If you’re reading this article you’ve probably heard of CEB, if not, then their seemingly innocent SHL psychometric tests that are the Iron Gate keepers behind any Investment Banking application. Well, they’ve recently been acquired by Gartner, a technology information consultancy firm that specialises in providing advisory services to companies that operate in IT sphere.
Digging straight into the financials, the deal is a 70-30 cash stock transaction with $54.00 in cash and 0.2284 shares of Gartner common stock for each share of CEB common stock which represents a 31% premium over the Friday prior. The stock levels are fairly high, indicating CEB’s confidence for the future of the newly merged company. Gartner stock prices at the time of the transaction were trading at all time though, so whether CEB are getting an inflated stock deal remains to be seen.
Another interesting point about the financials in this transaction is that it’s instantly accretive. An accretive transaction means the merged company’s EPS(earnings per share) will increase, and this is something investors are unsurprisingly pleased about. Now, generally in M&A transactions accretion doesn’t tend to happen until fairly far in the future – waiting over 2 years for accretion isn’t an uncommon phenomenon. In fact it’s usually the job of the slick sell advisor to dress up their client’s company as much as possible and weave a story to demonstrate why accretion will happen sooner rather than later. Luckily, Centerview Partners(the sell side advisors for this transaction) get to avoid all that extra hassle and this transaction will lead to accretion the second the paper work is signed, creating great short term value for shareholders at Gartner.

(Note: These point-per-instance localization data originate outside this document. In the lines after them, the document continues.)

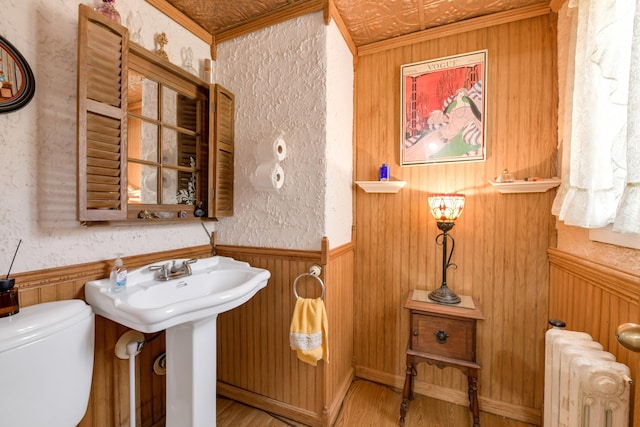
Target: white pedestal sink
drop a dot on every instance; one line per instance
(187, 307)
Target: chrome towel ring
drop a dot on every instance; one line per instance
(314, 271)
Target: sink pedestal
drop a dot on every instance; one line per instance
(192, 373)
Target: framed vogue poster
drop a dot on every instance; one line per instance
(443, 110)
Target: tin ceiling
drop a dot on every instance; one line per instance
(367, 21)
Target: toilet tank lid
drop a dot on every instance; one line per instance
(41, 320)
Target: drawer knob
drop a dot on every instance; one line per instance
(441, 336)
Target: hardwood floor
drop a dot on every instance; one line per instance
(369, 404)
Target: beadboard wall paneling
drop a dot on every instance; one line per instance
(501, 240)
(109, 400)
(255, 362)
(596, 298)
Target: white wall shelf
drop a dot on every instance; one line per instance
(381, 186)
(521, 186)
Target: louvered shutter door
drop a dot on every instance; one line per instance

For those looking to add some buzz works to their investment banking interviews, I’ve done a bit of data collection on the pricing of the deal that you will hopefully find useful as regurgitating material. CEB has an EBITDA of $115m. Going by the acquisition price, we’ve got an EV/EBITDA of 28.7. That is quite high, to say the least. According to New York Business School system software companies have an EV/EBITDA of 19, so CEB is definitely going for a significant premium. Why might this be? Well, the first reason is what we discussed earlier, instant accretion. Shareholders at Gartner get instant value from the deal, and that provides Gartner’s management the traction they needed to secure a competitive bid. Also, Centerview Partners are known for their aggressive bidding and may have played a role in furthering their client’s valuation. Finally, the deal has the potential for significant long term synergies. Synergies is the idea that a newly merged company will be more valuable than simply the sum of the two individual companies, the idea that 1+1=3 if you will. Revenue synergies are expected to be created through cross selling CEB’s and Gartner’s suite of IT services to their distinct and extensive list of clients and combining complementary products such as psychometric testing and human resource optimization to enhance the branding of the newly merged company. Furthermore, Gartner expects to realize annualized cost synergies of approximately $25 million - $50 million starting in 2018 through cutting overlapping R&D facilities and integrating system software’s.
Overall, despite the hefty price tag of the M&A deal, I would argue the instant accretion and potential for long term synergies make it a worthwhile transaction. Hopefully management’s good mood translates to making those pesky numerical tests a bit easier!